Extremely addictive. You start off on earth, 1000 years after Millennium ends. Apparently,
after returning to earth certain scientific principles were lost. Now it's up to you to rediscover them and get yourself back into space.
Just like Millennium, you have to research and produce your own equipment. Some inventions
pave the way for other more advanced ones _ so you've got to research and produce everything on the list.
Anyway, you build your first Orbital Factory and install it in earth's orbit. You're mining
minerals and shuttling them up to orbit so you can produce transport ships and other exciting devices. After colonising a couple of moons,
you soon come into contact with the Methanoids.
The methanoids demand that you put back their leader Now this is the bastard. In Millennium 2.2
you diligently colonised every planet or moon that was able to support life (well I did at least) and I'm sure you were nice enough to provide
them with a Solagen MkX power unit and all the other comforts of modern living, regardless of the fact that they had mutated into strange
lifeforms upon landing on the surface. How do they repay you? They f***ing slaughter you in the sequel. At first they act all nice and
offer to trade --- although they do throw you out of their docking port because "they need the space". Truth is they don't want you to
see the big army they're throwing together to wipe you off the face of the solar system.
If I hadn't supplied them with that Solagen where would they be now?
Back to the plot. You have to lose a couple of battles so that you can reconquer the orbital
factory and discover some strange new devices (MTX: no man should be without one). After that you have to put your forces together and start
attacking the Methanoids fiercely until you can drive them out of the Solar System for Good (about 4 minutes).
After the brief graphical sequence to commemorate the invention of a faster than light drive,
you can send some troops to the next solar system down the line (Proxima) conquering that and then moving along etc etc till you've got the
whole galaxy. I won't give the rest away - especially since I only got as far as Proxima myself.

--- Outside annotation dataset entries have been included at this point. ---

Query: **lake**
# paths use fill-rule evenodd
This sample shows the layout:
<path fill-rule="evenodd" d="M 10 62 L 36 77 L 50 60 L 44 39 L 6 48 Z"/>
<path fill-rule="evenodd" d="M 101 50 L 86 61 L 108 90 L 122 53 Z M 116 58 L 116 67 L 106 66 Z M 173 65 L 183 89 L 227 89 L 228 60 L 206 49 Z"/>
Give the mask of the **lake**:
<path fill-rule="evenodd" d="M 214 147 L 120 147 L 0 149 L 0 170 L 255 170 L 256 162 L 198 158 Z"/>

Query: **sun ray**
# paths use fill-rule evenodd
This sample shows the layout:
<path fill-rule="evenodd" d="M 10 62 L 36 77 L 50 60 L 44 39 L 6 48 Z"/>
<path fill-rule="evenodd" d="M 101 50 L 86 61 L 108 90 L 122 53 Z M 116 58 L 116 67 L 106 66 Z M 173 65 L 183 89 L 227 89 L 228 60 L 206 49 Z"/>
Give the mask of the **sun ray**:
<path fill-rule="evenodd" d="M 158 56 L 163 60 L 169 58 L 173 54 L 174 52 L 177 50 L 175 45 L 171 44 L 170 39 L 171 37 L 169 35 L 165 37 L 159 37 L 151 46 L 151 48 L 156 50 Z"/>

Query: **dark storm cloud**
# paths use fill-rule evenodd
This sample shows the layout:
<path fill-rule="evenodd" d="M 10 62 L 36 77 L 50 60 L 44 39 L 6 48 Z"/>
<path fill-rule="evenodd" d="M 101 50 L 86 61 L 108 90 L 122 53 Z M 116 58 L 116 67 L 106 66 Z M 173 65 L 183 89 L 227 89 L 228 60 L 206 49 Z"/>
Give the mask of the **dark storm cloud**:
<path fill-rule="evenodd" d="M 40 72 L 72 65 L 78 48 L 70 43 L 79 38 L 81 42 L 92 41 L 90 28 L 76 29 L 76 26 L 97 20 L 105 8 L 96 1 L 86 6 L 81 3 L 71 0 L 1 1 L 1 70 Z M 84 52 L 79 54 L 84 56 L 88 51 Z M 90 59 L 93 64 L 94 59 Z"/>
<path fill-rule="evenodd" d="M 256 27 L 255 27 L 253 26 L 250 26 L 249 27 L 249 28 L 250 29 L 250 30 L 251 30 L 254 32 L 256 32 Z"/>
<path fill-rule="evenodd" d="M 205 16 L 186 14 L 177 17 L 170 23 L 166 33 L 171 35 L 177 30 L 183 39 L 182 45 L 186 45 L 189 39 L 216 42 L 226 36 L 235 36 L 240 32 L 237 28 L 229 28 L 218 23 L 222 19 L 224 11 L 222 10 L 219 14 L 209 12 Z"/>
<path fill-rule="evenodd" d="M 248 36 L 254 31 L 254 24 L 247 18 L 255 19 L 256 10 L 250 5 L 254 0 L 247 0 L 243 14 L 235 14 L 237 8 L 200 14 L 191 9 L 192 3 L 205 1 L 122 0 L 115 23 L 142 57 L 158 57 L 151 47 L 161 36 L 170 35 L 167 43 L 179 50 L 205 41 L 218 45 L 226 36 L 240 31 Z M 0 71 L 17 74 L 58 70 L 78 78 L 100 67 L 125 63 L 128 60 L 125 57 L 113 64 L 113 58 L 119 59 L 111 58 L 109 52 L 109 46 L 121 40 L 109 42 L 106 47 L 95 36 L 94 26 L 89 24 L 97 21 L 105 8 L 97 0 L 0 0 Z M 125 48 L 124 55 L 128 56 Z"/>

Let's face it. Millennium was easy - you just couldn't lose. Deuteros wasn't. In your
first couple of games, the Methanoids will kill you. After that, you get used to it and learn their tactics _ and if you must lose a planet,
you remember to MTX out that precious Silver and Palladium before the Meths can get their grubby paws on it. And, by the way, whenever they
take a planet they ALWAYS remember to replace your efficient set of eight mining rigs with a couple of run-down ones. Bastards.
I spent months playing this game. It was truly worth paying for twice (which I did). I
recently installed STeem and experienced the addiction all over again. I'm not sure whether it's legal or not, but you can find Deuteros
in a hacker's archive (PP100) and it'll work beautifully on STeem - you can even save and load games.
So what happened to
Ian Bird?
There's almost no trace of him on the Internet. In fact there's little trace of any of the
old greats on the Internet.
Paul Woakes is only mentioned briefly somewhere. (Mercenary, Damocles)
I saw a mention of Ron J. Fortier somewhere. (Bruce Lee, Conan) But is it the same guy?
Thankfully, Jeff Minter is still very much around. His web page is updated regularly.
He still lives more or less the same lifestyle, still writes pixellated games and doesn't show any signs of moving into
a different line of business. (Ever)
Where did the rest of the Atarians and Misc. Games Programmers end up? Did they grow up
and move into writing Lotus Notes script?